The brothers were also influenced by Ray Charles, Bob Dylan and Little Milton, and one of the Allman Brothers’ most notable hits, Statesboro Blues, was written in 1928 by another musical hero of Allman’s, Atlanta 12-string guitarist Blind Willie McTell.
“Ironically, I live very close to Statesboro right now,” said Allman, who helps to sponsor the Joseph Home For Boys there. “I live in Richmond Hill, Ga., which I just love.”
That’s a long way in years and miles from where he grew up in Daytona Beach, Fla. (the family moved there before Gregg entered high school). It was in many ways a difficult life; His father was killed by a robber when Gregg was very young, and his mother raised both boys by herself. His brother, Duane, died in 1971. And it’s no secret that Gregg has had his struggles with drugs and alcohol, although he has been clean and sober now for 10 years.

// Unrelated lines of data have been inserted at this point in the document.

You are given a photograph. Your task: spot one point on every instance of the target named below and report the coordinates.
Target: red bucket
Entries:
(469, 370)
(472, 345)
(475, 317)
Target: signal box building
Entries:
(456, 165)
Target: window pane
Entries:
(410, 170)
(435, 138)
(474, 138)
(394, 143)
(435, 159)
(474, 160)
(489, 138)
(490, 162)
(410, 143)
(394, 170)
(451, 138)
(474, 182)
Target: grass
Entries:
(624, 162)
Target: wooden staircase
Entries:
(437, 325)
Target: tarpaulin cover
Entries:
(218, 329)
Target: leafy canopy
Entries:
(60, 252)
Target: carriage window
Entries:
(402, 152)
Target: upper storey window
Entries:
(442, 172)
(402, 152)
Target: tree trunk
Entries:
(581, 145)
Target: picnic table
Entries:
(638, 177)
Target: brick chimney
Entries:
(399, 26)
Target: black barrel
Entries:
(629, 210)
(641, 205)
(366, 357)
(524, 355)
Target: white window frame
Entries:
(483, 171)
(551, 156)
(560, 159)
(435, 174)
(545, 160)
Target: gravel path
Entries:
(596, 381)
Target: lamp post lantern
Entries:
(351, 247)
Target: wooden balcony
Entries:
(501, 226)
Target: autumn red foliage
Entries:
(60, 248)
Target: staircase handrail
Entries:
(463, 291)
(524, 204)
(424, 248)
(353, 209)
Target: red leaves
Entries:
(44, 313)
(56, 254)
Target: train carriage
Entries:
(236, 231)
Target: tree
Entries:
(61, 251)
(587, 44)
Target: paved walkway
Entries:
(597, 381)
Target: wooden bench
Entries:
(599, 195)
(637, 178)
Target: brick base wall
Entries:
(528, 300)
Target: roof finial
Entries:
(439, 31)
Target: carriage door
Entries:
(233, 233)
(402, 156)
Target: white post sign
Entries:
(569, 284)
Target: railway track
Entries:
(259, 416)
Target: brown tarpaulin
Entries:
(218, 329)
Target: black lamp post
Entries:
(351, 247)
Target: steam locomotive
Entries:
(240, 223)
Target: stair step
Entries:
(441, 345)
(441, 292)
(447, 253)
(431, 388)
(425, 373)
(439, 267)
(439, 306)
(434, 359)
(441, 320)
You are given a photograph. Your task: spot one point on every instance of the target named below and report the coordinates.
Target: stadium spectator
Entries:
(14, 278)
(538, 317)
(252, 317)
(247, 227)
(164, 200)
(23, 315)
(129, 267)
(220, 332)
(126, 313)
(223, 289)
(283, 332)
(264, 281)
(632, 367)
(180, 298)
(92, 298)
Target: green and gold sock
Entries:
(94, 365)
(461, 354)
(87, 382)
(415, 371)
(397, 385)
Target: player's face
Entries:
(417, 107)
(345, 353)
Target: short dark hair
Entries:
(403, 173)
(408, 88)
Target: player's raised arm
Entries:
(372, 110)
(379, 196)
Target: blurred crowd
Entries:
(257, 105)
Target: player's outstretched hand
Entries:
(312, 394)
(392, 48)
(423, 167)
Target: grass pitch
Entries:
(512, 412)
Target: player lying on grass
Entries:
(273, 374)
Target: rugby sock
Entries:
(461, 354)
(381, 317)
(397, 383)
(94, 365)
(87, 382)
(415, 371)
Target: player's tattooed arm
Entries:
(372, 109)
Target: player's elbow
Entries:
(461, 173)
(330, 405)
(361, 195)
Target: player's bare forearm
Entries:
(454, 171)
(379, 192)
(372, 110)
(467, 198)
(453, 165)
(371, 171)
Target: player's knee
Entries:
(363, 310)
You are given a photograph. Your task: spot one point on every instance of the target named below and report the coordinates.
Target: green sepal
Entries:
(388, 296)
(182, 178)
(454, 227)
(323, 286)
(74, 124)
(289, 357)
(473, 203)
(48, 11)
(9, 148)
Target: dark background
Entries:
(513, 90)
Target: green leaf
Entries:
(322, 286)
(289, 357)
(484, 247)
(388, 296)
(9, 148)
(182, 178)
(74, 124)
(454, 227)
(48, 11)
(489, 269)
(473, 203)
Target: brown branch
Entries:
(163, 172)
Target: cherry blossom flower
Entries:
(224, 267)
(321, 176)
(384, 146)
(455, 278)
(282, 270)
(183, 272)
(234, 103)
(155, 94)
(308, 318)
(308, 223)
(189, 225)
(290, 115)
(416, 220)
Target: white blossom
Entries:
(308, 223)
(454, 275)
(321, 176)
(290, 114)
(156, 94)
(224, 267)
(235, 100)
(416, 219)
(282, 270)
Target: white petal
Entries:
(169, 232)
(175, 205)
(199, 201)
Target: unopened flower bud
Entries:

He has been married six times, most infamously to singer/actress Cher (1975-79), which produced one son, Elijah Blue Allman, himself a musician. Gregg’s son Devon, from his first marriage, is a musician as well, leading the band Honeytribe, which has appeared with the Allman Brothers Band on many occasions.
He is now married to Julie, who have a daughter, Delilah Island Allman.
“I don’t have as much energy as I did when I was 25, but otherwise I’m loving what I do,” Allman said. “The guys I play with now are just incredible. It’s the band I started just before I got sober.
“The music is just great,” he said. “Since I’ve been sober, it’s like a veil has been lifted from my eyes. I’m not trying to get cosmic on you here, but everything sounds better, food tastes better, life is just fantastic.”
Gregg Allman and friends also includes Bruce Katz (keyboard), Jerry Jemmott (bass), Steve Potts (drums), Mark McGee (guitar), Jay Collins (sax) and Floyd Miles (percussion).
“I’m really looking forward to being back at Tahoe,” said Allman, who was inducted into the Georgia Music Hall of Fame in September 2006. “We used to play there a lot with the Alameda All-Stars, and Tommy Thompson and those boys. I have a lot of great memories there.
“I’m almost 60, but I feel young,” he said. “It’s like I’m starting everything anew.”